Grand Pera Emek Sahnesi'nde festival başkanı Faysal Soysal'ın moderatörlüğündeki etkinlikte, dünya sinemasıyla ortak çalışma noktalarının neler olabileceği, ileriye dönük neler yapılabileceği ve Khleifi'nin sanat serüvenine dair konular ele alındı.
Khleifi, sinemayla karşılaşma ve sevme sürecine dair, farklı dönemlerdeki çekilmiş filmlerden yararlandığını söyledi.
İlk gençlik yıllarında izledikleri filmlerin gişeye yönelik Batılı filmler olduğunu ifade Khleifi, "Bir filme başlarken eski filmlere bakarım. Hatta 1930'lu yıllarda yapılmış filmlere de bakarım. O yönetmenler de bana arkadaş gibi gelir. Sinema sentez gibi bir sanat dalı. Eski filmleri izlemekteki amacım onları tekrarlamak olmadı. İzlediğimde amacım yeni bir sentez yaparak film çıkarmak." dedi.
Khleifi, sinemayla olan ilişkinin farklı katmanlarda ilerlediğini dile getirerek, şunları kaydetti:
"Bazen sorarlar 'neden senaryo yazmamız gerekiyor?' diye. Bu çok önemli bir soru. Bunu anlamamız gerekiyor. Filmin yapılması, yönetilmesi için senaryonun önemi çok büyüktür. Bunlar ne kadar detaylı bir şekilde yazılırsa yönetmenlik daha kolay bir hal alabilir. İlk filmi yaptığımda bunları bilmiyordum. Filistin'e dört kişi giderek uzun metrajlı film yapmaya başlamıştık. Ben 1948 yılında olanları yaşamadığım için fikir yürütemezdim. Onun için insanların dilinden aktarmaya çalıştım. Ben bu şekilde belgesel ve kurmaca arasındaki engeli kırmaya çalıştım. Şiirsel bir şekilde yazmaya çalıştım. Bu ilk filmde 'Verimli Hafıza' aslında şiirin çok büyük önemi vardı. Mahmud Derviş'in şiirlerinin üstüne inşa edilmiş bir film olabilir. Şiiri sahneye nasıl uyarlayabileceğimi de çözmem gerekiyordu. Bütün filmlerim kadın duygusu üzerine yapılmıştır. "
"Celile'de Düğün" filminde de benzer yöntemi kullandığını belirten ödüllü yönetmen, aralarında Nazım Hikmet'in de bulunduğu dünya şairlerinin şiirlerini yansıtmaya çalıştığını anlattı.
"Film, izleyene düşünme alanı yaratıyor"
Khleifi, Filistin'de yaşananları televizyondan izlerken bazı şeylerin normalleşmeye başladığının altını çizerek, "Sürekli aynı sahneler ve efektler var.
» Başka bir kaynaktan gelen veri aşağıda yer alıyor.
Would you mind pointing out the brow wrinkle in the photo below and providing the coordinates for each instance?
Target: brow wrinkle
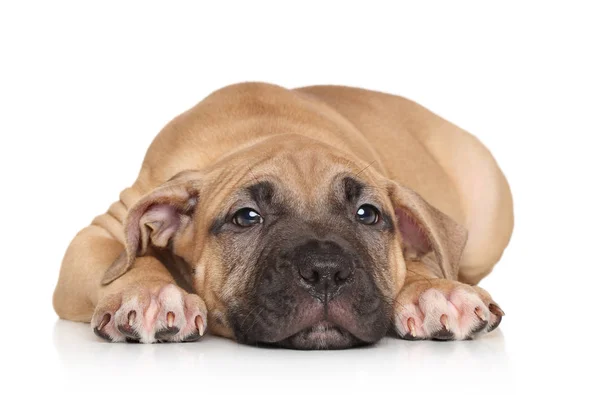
(366, 167)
Zamanla ona alışıyorsun. Artık hepsi doğal geliyor. Sürekli salt tekrar seyirciye bir şey katmıyor. Film, belgesel de olsa aslında orada izleyene de düşünme alanı yaratıyor. Zamanla fikir üretebiliyor. Televizyonda şu an izlediklerimiz arşiv olabilir. Sinemanın verimli tarafı hafıza yaratması ancak televizyon unutkanlık yapıyor. Böylece yönetmen bir film yaparken şunu bilmesi lazım televizyon gibi gürültü aktarmıyor." değerlendirmesinde bulundu.
Filmlerinde hafıza, toprak, taş, zeytin ağacı, kadınlar, masallar gibi sinematografik tercih ettiği imgelerin yaşadığı topraklarda yok olmaması için yer verdiğini aktaran Khleifi, "Biz içimizde geleceğe dair umutlarımızı taşıyoruz. Ben işgal altındaki bir devlette doğup büyüdüm. Herkes bizim için şu görevi biçiyordu. Bu nesil artık İsrail devletini kabul edecek. İsrail vatandaşı olarak yaşayacağımızı kabul ediyorlardı. Bizim nesil İsrailli olmadı. Ben çok fazla pasaport taşıyabilirim ama ben ve çocuklarım torunlarım Filistinli. Bunu diri tutmamız gerekiyor. Bizim güçlü olan yanımız yaratıcı olmamızı gerektiriyor." dedi.
Konuşmaların ardından soru-cevap etkinliğiyle program sona erdi.
"6. Uluslararası Dostluk Kısa Film Festivali", yarın akşam Atatürk Kültür Merkezi Tiyatro Salonu'nda ödüllerin sahiplerini bulacağı gala programıyla sona erecek.